En plus de la génétique, on en distingue trois : l’hérédité épigénétique, culturelle et environnementale. L'épigénétique concerne des variations d'expression des gènes dont certaines sont transmises de génération en génération. Un exemple est celui des souris où, après la naissance, les femelles soignent intensément leurs petits. Si l'on empêche expérimentalement une femelle de le faire, on constate que leurs filles vont elles-mêmes, quand elles seront adultes, peu soigner leurs petits. Du coup, les variations d’intensité du comportement maternel sont transmises de mère en fille en l'absence de variation génétique. Ce phénomène bien connu résulte de l’enchaînement d’une étape comportementale et d’une étape épigénétique : les faibles soins maternels entraînent un changement d'expression de certains gènes dans le cerveau des filles, en particulier des gènes liés à la réception des œstrogènes, des hormones sexuelles impliquées dans la mise en place des comportements de soins aux jeunes. Si bien que lorsque ces femelles seront adultes, ces gènes-là s'exprimeront très peu. Elles seront alors quasiment insensibles à leurs propres hormones, ne seront pas « manipulées » par leurs œstrogènes et ne deviendront donc pas des mères s'occupant bien de leurs petits. A chaque génération, ce changement épigénétique va se reproduire.
Quid de la culture animale, qui semble un concept étonnant ?
C'est la partie de la variation qui est transmise de génération en génération par apprentissage social : je me comporte de telle manière parce que mes parents et mon entourage se comportent ainsi ; si je change de milieu, il se peut que je ne sois plus adapté parce qu'on s'y comporte différemment. Je prends toujours un exemple très simple, celui de la Russie, où les amis s'embrassent sur les lèvres. Si un Russe arrive en France et continue à se comporter de la sorte, il est clair qu’il va avoir des problèmes... La voie culturelle est un univers à part entière, qui, contrairement à une idée reçue, ne concerne pas que l'humain. Elle crée une véritable niche culturelle à laquelle il est préférable d’être adapté pour pouvoir se reproduire. Aujourd'hui, on commence à voir de la culture chez les chimpanzés, les orangs-outangs mais aussi chez des oiseaux, des poissons et même chez la mouche drosophile, un animal dont le cerveau représente le centième, voire le millième d'une tête d'épingle !

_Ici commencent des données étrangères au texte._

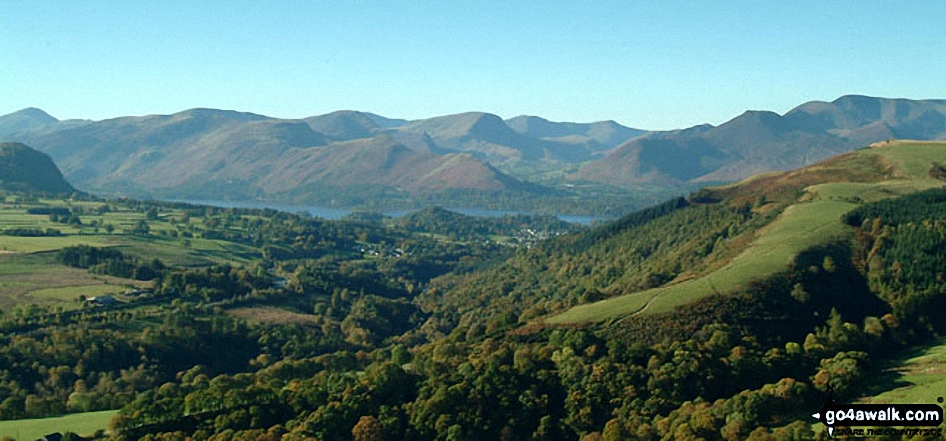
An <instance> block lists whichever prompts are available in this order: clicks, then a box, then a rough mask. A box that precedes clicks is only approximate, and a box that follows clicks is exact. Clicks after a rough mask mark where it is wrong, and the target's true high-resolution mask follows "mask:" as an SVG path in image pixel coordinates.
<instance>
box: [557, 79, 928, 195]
mask: <svg viewBox="0 0 946 441" xmlns="http://www.w3.org/2000/svg"><path fill="white" fill-rule="evenodd" d="M891 138H896V139H917V140H942V139H946V100H923V101H918V100H906V99H886V98H872V97H866V96H855V95H850V96H843V97H841V98H838V99H837V100H835V101H832V102H830V103H829V102H822V101H812V102H808V103H805V104H802V105H800V106H798V107H796V108H794V109H792V110H791V111H789V112H787V113H785V114H784V115H779V114H777V113H774V112H768V111H747V112H745V113H743V114H742V115H739V116H738V117H736V118H733V119H732V120H730V121H728V122H726V123H724V124H721V125H719V126H716V127H714V126H711V125H702V126H695V127H691V128H688V129H685V130H676V131H668V132H653V133H649V134H647V135H645V136H641V137H637V138H634V139H631V140H629V141H627V142H626V143H624V144H622V145H621V146H619V147H617V148H616V149H614V150H613V151H611V152H609V153H608V155H607V156H606V157H604V158H601V159H599V160H596V161H593V162H591V163H588V164H587V165H585V166H584V167H582V169H581V170H579V171H578V172H576V173H574V174H572V175H570V176H569V178H570V179H574V180H586V181H594V182H601V183H608V184H612V185H618V186H621V185H630V184H641V183H653V184H663V185H673V184H680V183H686V182H689V183H706V182H726V181H733V180H738V179H742V178H746V177H749V176H751V175H753V174H756V173H761V172H765V171H772V170H789V169H792V168H797V167H800V166H804V165H809V164H813V163H815V162H818V161H820V160H822V159H825V158H828V157H830V156H834V155H836V154H838V153H843V152H846V151H850V150H853V149H855V148H858V147H863V146H865V145H869V144H871V143H873V142H877V141H882V140H885V139H891Z"/></svg>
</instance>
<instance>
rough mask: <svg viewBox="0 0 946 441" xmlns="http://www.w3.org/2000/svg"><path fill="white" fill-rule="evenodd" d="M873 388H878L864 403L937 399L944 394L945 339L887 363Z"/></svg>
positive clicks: (895, 403)
mask: <svg viewBox="0 0 946 441" xmlns="http://www.w3.org/2000/svg"><path fill="white" fill-rule="evenodd" d="M874 387H875V388H879V389H881V390H878V391H877V392H878V393H876V394H874V395H873V396H871V397H869V398H865V399H864V400H863V401H864V402H867V403H884V404H901V403H902V404H910V403H921V404H927V403H928V404H935V403H937V399H939V398H940V397H944V396H946V341H940V343H939V344H938V345H936V346H932V347H930V348H927V349H924V350H922V351H919V352H918V353H913V354H910V355H908V356H907V357H906V358H904V359H903V360H900V361H899V362H897V363H895V364H893V365H891V366H890V367H888V368H887V369H885V370H884V372H883V375H882V378H880V379H879V380H878V382H877V384H876V385H875V386H874Z"/></svg>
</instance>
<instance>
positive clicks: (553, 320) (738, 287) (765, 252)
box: [545, 142, 946, 324]
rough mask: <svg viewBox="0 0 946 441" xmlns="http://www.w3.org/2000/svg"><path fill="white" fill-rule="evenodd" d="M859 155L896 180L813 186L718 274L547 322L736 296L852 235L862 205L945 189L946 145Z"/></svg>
mask: <svg viewBox="0 0 946 441" xmlns="http://www.w3.org/2000/svg"><path fill="white" fill-rule="evenodd" d="M858 154H860V155H869V156H879V157H880V158H881V160H882V162H883V163H885V164H887V165H888V166H889V167H890V168H892V169H893V170H894V176H895V177H896V178H895V179H892V180H887V181H883V182H877V183H848V182H844V183H829V184H820V185H813V186H811V187H808V188H806V189H805V194H804V195H803V196H802V197H801V198H800V199H799V201H800V202H799V203H796V204H795V205H792V206H789V207H788V208H786V209H785V211H784V212H782V213H781V214H780V215H779V217H778V218H777V219H776V220H775V221H773V222H772V223H771V224H769V225H768V226H766V227H765V228H763V229H762V230H760V231H759V233H758V236H757V238H756V239H755V240H754V241H753V242H752V244H751V245H750V246H749V247H748V248H747V249H746V250H745V251H743V252H742V253H741V254H739V255H738V256H736V257H735V258H733V259H732V260H731V261H730V262H728V263H727V264H725V265H724V266H722V267H721V268H719V269H718V270H716V271H713V272H711V273H709V274H707V275H704V276H702V277H698V278H696V279H690V280H685V281H677V282H671V283H670V284H668V285H664V286H661V287H659V288H653V289H649V290H645V291H639V292H635V293H631V294H626V295H622V296H618V297H613V298H610V299H606V300H602V301H599V302H595V303H588V304H584V305H579V306H576V307H574V308H571V309H569V310H567V311H565V312H563V313H561V314H559V315H555V316H552V317H549V318H546V319H545V323H549V324H573V323H584V322H593V321H604V320H610V319H616V318H620V317H626V316H629V315H637V314H655V313H661V312H667V311H670V310H672V309H673V308H675V307H677V306H681V305H685V304H688V303H690V302H692V301H694V300H696V299H699V298H701V297H705V296H708V295H711V294H715V293H720V294H727V293H732V292H734V291H736V290H738V289H740V288H742V287H744V286H746V284H747V283H748V282H750V281H752V280H758V279H762V278H764V277H767V276H770V275H772V274H774V273H775V272H777V271H779V270H782V269H785V268H787V267H788V265H789V264H790V262H791V260H792V259H793V258H794V257H795V256H797V255H798V253H800V252H802V251H804V250H805V249H808V248H810V247H812V246H815V245H818V244H820V243H825V242H827V241H830V240H832V239H834V238H838V237H841V236H843V235H845V234H847V233H848V232H849V231H850V230H851V229H850V227H848V226H846V225H844V224H842V223H841V216H842V215H843V214H844V213H846V212H848V211H850V210H852V209H853V208H855V207H857V206H858V205H859V204H861V203H866V202H873V201H876V200H880V199H884V198H890V197H896V196H900V195H904V194H909V193H913V192H916V191H920V190H925V189H929V188H933V187H940V186H943V182H942V181H940V180H937V179H934V178H933V177H931V176H930V174H929V171H930V169H931V167H932V166H933V165H934V164H936V165H939V164H944V163H946V144H943V143H928V142H894V143H892V145H887V146H882V147H877V148H868V149H862V150H860V151H858Z"/></svg>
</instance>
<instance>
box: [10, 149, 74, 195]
mask: <svg viewBox="0 0 946 441" xmlns="http://www.w3.org/2000/svg"><path fill="white" fill-rule="evenodd" d="M0 188H2V189H4V190H10V191H26V192H43V193H54V194H64V193H72V192H74V191H75V189H74V188H72V186H71V185H69V183H68V182H66V180H65V179H64V178H63V177H62V172H60V171H59V168H58V167H56V164H55V163H53V160H52V159H51V158H50V157H49V155H47V154H45V153H42V152H39V151H37V150H34V149H32V148H30V147H27V146H26V145H23V144H20V143H13V142H8V143H0Z"/></svg>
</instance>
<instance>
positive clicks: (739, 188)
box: [429, 141, 946, 325]
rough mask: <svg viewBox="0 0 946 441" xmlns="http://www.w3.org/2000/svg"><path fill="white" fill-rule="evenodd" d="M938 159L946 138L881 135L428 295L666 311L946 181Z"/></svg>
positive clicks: (639, 213)
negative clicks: (866, 203)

Reste la voie de l'environnement...
Imaginons des oiseaux vivant dans un milieu où il y a des territoires favorables et défavorables. Il est évident que si, pour une raison X, mon père a réussi à acquérir le territoire favorable, je vais bien m'y développer. Je serai donc très compétitif, je pourrai acquérir à mon tour un territoire favorable voire, plus simplement, hériter celui de mes parents. Si on fait « bêtement » une analyse des lignées génétiques d'individus associés à ce milieu, on pensera que les différences génétiques entre ces lignées sont responsables du fait qu’ils vivent dans des milieux de qualité différente alors qu’historiquement c'est le pur résultat d'un aléa : le premier mâle a peut-être acquis un bon territoire par chance et, du fait de l’hérédité territoriale, le développement des caractéristiques physiques de tous les individus de la lignée en sera influencé. Ils seront bien nourris, en bonne santé et compétitifs. Dans une autre lignée, les oiseaux seront timides, en moins bonne santé, peut-être plus rapides à la course, sauront se cacher, etc. Tout se passe comme si les différences d’aspect étaient dues à des différences génétiques, mais ce n'est pas le cas.
Ceci dit, le message fondamental, c'est que l'hérédité résulte de l'interaction complexe entre ces processus. En se focalisant sur la composante génétique, on risque de manquer toute la richesse des processus d'hérédité, et donc d’évolution, et les équations décrivant les dynamiques évolutives sont alors par trop réductrices, ne décrivant que des cas très simples et trop particuliers.